By Jason Brownlee, associate professor, Departments of Government and Middle Eastern Studies
When a popular revolt forced long-ruling Egyptian President Hosni Mubarak to resign on February 11, 2011, U.S. President Barack Obama hailed the peaceful demonstrators in the heart of the Arab World. But Washington was late to endorse democracy. During the Egyptian uprising, the White House did not promote popular sovereignty but instead backed an “orderly transition” to one of Mubarak’s cronies.
Written for students as well as specialists, the book is the first to combine extensive archival evidence, including access to all of the Wikileaks cables, and interviews with more than two dozen top Egyptian and American decision makers.

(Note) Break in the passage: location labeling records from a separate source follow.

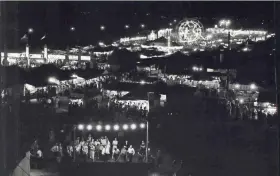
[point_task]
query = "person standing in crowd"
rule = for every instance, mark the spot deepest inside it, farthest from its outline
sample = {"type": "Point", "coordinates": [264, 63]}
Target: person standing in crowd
{"type": "Point", "coordinates": [91, 150]}
{"type": "Point", "coordinates": [142, 151]}
{"type": "Point", "coordinates": [115, 154]}
{"type": "Point", "coordinates": [89, 138]}
{"type": "Point", "coordinates": [126, 144]}
{"type": "Point", "coordinates": [39, 158]}
{"type": "Point", "coordinates": [115, 146]}
{"type": "Point", "coordinates": [55, 150]}
{"type": "Point", "coordinates": [77, 146]}
{"type": "Point", "coordinates": [70, 150]}
{"type": "Point", "coordinates": [123, 154]}
{"type": "Point", "coordinates": [97, 148]}
{"type": "Point", "coordinates": [107, 149]}
{"type": "Point", "coordinates": [85, 150]}
{"type": "Point", "coordinates": [130, 153]}
{"type": "Point", "coordinates": [60, 152]}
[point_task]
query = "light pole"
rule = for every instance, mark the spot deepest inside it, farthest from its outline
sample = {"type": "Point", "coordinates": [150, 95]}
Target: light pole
{"type": "Point", "coordinates": [29, 32]}
{"type": "Point", "coordinates": [73, 145]}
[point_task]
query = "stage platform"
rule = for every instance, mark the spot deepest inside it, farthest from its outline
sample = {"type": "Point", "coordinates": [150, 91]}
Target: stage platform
{"type": "Point", "coordinates": [104, 169]}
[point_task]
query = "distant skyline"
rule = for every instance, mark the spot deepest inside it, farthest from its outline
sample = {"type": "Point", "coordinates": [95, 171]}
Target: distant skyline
{"type": "Point", "coordinates": [55, 18]}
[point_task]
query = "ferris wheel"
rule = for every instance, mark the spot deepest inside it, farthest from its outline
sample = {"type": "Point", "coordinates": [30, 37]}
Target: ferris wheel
{"type": "Point", "coordinates": [189, 31]}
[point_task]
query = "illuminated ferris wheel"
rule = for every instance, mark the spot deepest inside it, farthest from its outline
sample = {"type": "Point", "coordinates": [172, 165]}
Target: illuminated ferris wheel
{"type": "Point", "coordinates": [189, 31]}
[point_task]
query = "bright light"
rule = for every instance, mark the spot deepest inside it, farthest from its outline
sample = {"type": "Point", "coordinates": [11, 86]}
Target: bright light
{"type": "Point", "coordinates": [102, 28]}
{"type": "Point", "coordinates": [195, 68]}
{"type": "Point", "coordinates": [142, 125]}
{"type": "Point", "coordinates": [253, 86]}
{"type": "Point", "coordinates": [142, 82]}
{"type": "Point", "coordinates": [72, 28]}
{"type": "Point", "coordinates": [81, 127]}
{"type": "Point", "coordinates": [126, 26]}
{"type": "Point", "coordinates": [237, 86]}
{"type": "Point", "coordinates": [101, 44]}
{"type": "Point", "coordinates": [225, 23]}
{"type": "Point", "coordinates": [74, 76]}
{"type": "Point", "coordinates": [107, 127]}
{"type": "Point", "coordinates": [116, 127]}
{"type": "Point", "coordinates": [30, 30]}
{"type": "Point", "coordinates": [208, 37]}
{"type": "Point", "coordinates": [125, 126]}
{"type": "Point", "coordinates": [245, 49]}
{"type": "Point", "coordinates": [98, 127]}
{"type": "Point", "coordinates": [89, 127]}
{"type": "Point", "coordinates": [133, 126]}
{"type": "Point", "coordinates": [228, 22]}
{"type": "Point", "coordinates": [53, 80]}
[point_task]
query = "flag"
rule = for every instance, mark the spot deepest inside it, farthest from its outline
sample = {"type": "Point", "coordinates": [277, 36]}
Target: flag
{"type": "Point", "coordinates": [43, 37]}
{"type": "Point", "coordinates": [25, 37]}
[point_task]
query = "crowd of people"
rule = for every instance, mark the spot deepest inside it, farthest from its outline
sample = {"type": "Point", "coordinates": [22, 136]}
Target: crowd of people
{"type": "Point", "coordinates": [101, 149]}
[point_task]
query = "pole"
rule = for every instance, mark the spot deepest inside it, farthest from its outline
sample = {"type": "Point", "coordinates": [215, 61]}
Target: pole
{"type": "Point", "coordinates": [147, 140]}
{"type": "Point", "coordinates": [74, 149]}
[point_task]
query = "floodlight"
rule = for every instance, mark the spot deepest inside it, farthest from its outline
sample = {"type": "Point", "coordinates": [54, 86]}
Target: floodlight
{"type": "Point", "coordinates": [89, 127]}
{"type": "Point", "coordinates": [116, 127]}
{"type": "Point", "coordinates": [133, 126]}
{"type": "Point", "coordinates": [125, 126]}
{"type": "Point", "coordinates": [142, 125]}
{"type": "Point", "coordinates": [253, 86]}
{"type": "Point", "coordinates": [98, 127]}
{"type": "Point", "coordinates": [81, 127]}
{"type": "Point", "coordinates": [237, 86]}
{"type": "Point", "coordinates": [107, 127]}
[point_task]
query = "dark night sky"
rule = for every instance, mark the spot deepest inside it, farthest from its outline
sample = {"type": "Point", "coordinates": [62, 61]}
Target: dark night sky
{"type": "Point", "coordinates": [56, 17]}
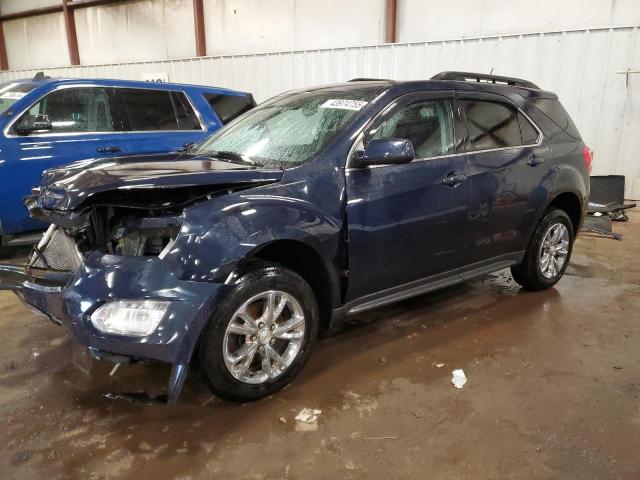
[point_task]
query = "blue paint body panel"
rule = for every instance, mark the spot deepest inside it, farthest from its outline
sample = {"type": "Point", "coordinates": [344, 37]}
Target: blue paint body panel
{"type": "Point", "coordinates": [24, 158]}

By Ami Pedahzur, professor, Departments of Government and Middle Eastern Studies
To understand the seemingly intractable situation in Israel today, acclaimed scholar Ami Pedahzur offers a comprehensive account and an invaluable analysis of the radical right’s ascendance to the heights of Israeli politics. Pedahzur explains how mainstream Israeli policies like “the law of return” have nurtured nativism and authoritarian tendencies. He then traces the right’s steady expansion and mutation, from the early days of the state to today. Throughout, he focuses on the radical right’s institutional networks, how the movement has been able to expand its influence over the policy-making process, and how a twostate solution is no longer viable.
By Janine Barchas, assistant professor, Department of English
Making the bold assertion that Jane Austen’s novels allude to actual high-profile politicians and contemporary celebrities as well as to famous historical figures and landed estates, Janine Barchas is the first scholar to conduct extensive research into the names and locations in Austen’s fiction by taking full advantage of the explosion of online archival materials now available. The names Austen plucks from history for her protagonists were immensely famous in her day, and she seems to bank upon this familiarity for interpretive effect, often upending associations with comic intent. Barchas offers a wealth of historical facts, while shedding an interpretive light on a new aspect of the beloved writer’s work.